Friday, 25 November 2011

Theories and Definitons

Apathy – Not caring
Associations – When things are linked together
Binary Oppositions – Class/race/gender/age/disability
Brand – The company or name that gets popular, attached to the person or product
Buzz Words – Words that have certain triggers
Collective Identity – Sense of belonging, sharing same interests as others
Connotations – The implied messages within media texts
Construction – The way something is put together
Counter Culture – A culture that goes against the mainstream
Democracy – The choice of voting for what you want
Direct Address – When a product or person is made to be reaching out to you personally
Enigma - Mysterious
Global media – The media worldwide
Hegemony – Dominant view
Iconography – Visuals associated with a person, can be part of their collective identity
Identity – Your characteristics and personality
Identity Construction – The creation of an identity
Ideology – A set of ideas
Intertextuality – Referencing other films
Marketing – The way something is advertised to the public
Marxism – Communism, one way of thinking and living
Media Saturated – Media is inescapable, we see it everywhere
Mediated – Changed, adapted
Mise en Scene – Literally what’s on the set (costume, props, backdrop)
Moral Panic – A moral panic is the intensity of feeling expressed in a population about an issue that appears to threaten the social order.
Narrative – Story line
Neo Marxism – Modern Communism
Perspective – The viewpoint of someone or something
Post Modernism – Our reality is constructed
Regulation – Censorship, blocking of content
Representation – The way something is portrayed. (editing, camera, colours, mise en scene etc.)
Social inclusion – The breakup of groups
Social Order – Stance and status (hierarchy)
Star – The popular figure
Subculture – A group with their own separate beliefs to society
Subservient – Doing something without question
Subversion – Going against the stereotype or social norm
The Feminine Mystique – Women are capable of what men are doing
The Male Gaze – Women objectified by male media
Web 2.0 – Websites that allow users to create and share content rather than

David Buckingham “A focus on identity requires us to pay closer attention to the ways in which media and technologies are used in everyday life and their consequences for social groups”.

David Gauntlett – “Identity is complicated – everybody thinks they’ve got one”.
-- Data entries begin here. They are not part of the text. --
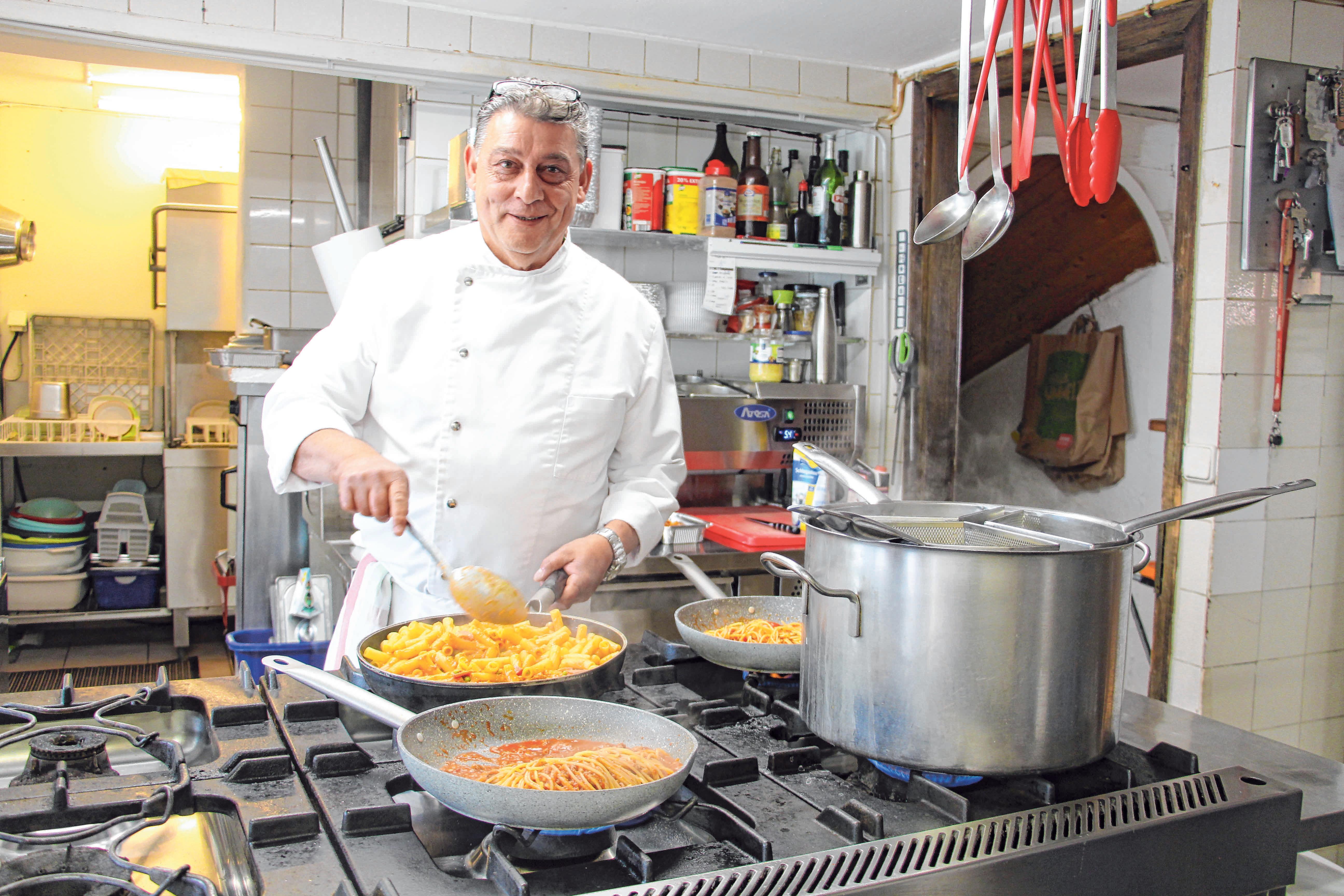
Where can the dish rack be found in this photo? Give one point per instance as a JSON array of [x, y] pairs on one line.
[[124, 522], [96, 356], [81, 429]]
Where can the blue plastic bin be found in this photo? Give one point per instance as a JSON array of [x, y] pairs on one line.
[[125, 587], [250, 645]]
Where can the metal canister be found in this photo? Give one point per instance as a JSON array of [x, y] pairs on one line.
[[861, 210]]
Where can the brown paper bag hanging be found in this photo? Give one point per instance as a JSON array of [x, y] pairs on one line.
[[1072, 404]]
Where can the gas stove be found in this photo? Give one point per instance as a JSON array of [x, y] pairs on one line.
[[773, 810], [182, 788]]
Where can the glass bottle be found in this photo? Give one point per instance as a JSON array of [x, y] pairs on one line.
[[842, 199], [830, 180], [803, 226], [779, 225], [721, 151], [753, 191]]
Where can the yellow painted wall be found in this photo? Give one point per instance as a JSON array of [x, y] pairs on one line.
[[89, 180]]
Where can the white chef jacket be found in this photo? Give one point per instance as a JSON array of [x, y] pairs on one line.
[[526, 408]]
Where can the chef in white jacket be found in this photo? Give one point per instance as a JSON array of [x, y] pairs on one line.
[[495, 386]]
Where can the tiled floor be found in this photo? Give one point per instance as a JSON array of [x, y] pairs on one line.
[[81, 647]]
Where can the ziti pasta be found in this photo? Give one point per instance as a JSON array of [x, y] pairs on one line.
[[484, 652]]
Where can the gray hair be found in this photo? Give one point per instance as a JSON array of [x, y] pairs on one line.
[[541, 107]]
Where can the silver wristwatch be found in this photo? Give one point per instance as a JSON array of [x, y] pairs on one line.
[[618, 553]]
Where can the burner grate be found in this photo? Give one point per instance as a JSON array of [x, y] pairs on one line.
[[96, 676]]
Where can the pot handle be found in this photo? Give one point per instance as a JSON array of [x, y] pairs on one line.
[[342, 691], [783, 568], [703, 584], [1214, 506], [1148, 555], [866, 491]]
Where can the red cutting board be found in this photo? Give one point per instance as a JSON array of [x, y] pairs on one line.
[[733, 527]]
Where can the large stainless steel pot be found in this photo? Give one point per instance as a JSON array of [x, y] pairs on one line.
[[968, 637]]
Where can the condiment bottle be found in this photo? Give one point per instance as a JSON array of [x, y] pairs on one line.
[[753, 191], [718, 202]]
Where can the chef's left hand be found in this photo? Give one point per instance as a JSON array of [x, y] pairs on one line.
[[586, 561]]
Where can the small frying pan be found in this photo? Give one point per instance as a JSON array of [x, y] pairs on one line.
[[432, 738], [694, 620]]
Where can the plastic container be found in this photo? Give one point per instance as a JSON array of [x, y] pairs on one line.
[[46, 559], [37, 593], [125, 587], [250, 645]]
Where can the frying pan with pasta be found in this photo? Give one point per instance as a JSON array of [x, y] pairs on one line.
[[432, 738], [697, 620]]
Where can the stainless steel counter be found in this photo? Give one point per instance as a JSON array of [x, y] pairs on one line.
[[1146, 723]]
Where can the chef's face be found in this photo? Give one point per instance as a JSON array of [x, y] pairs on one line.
[[529, 178]]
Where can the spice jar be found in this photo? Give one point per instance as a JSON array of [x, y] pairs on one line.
[[804, 311]]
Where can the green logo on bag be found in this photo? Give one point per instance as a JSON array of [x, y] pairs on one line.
[[1060, 394]]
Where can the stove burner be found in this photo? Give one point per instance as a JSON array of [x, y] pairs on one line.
[[901, 773], [79, 754]]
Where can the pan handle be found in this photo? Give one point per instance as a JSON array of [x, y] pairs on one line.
[[1214, 506], [783, 568], [703, 584], [1148, 555], [342, 691], [866, 491]]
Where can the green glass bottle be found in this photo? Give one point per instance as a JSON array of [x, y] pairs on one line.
[[824, 188]]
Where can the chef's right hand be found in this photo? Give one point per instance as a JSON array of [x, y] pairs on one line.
[[373, 486], [367, 481]]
Henri Jenkins – Teens are constantly updating and customising their profiles online adding photos and songs and posting to each other’s virtual ‘walls’. While this could be interpreted as just playing around, these activities could also be a means to construct an experiment with their identity. In particular, it can be a space for exploring one’s gender identification and sexuality.
Henri Tajfel – Individuals strive to improve their self-image by trying to enhance their self-esteem, based on their personal identity or various social identities - ‘in’ group, ‘out’ group.

Hypodermic Needle Model – Media is like a drug, it’s all around us and we even take it in without trying. The Hypodermic Needle Model suggests that the information from a text passes into the mass consciousness of the audience unmediated; the experience, intelligence and opinion of an individual are not relevant to the reception of the text.
Jaques Lacan - Theory of mirroring behaviour
Karl Marx - Marxism theory
 Maslow’s Hierarchy Of Needs – A pyramid of needs:
Biological and Physiological > Safety > Belongingness and Love > Esteem > Self actualisation

Merlau Ponty – We have an embodied experience and anything in which we use our bodies to create, we help builds our identity.
 Michael Foucault – We are born with a basic identity. Our identity mediates as we get older and meet other people. We gain a collective identity by doing this and become part of a group. However, it can be seen as a negative to be part of a collective identity because this encourages stereotypes to be created. Once you are in a group, it’s hard to change and be seen as different.
Stuart Hall – Proposes that the media, as a principle from of ideological spreading, produces representations of the social world via images and portrayals. Hall asserts that ideological things become ‘naturalised’.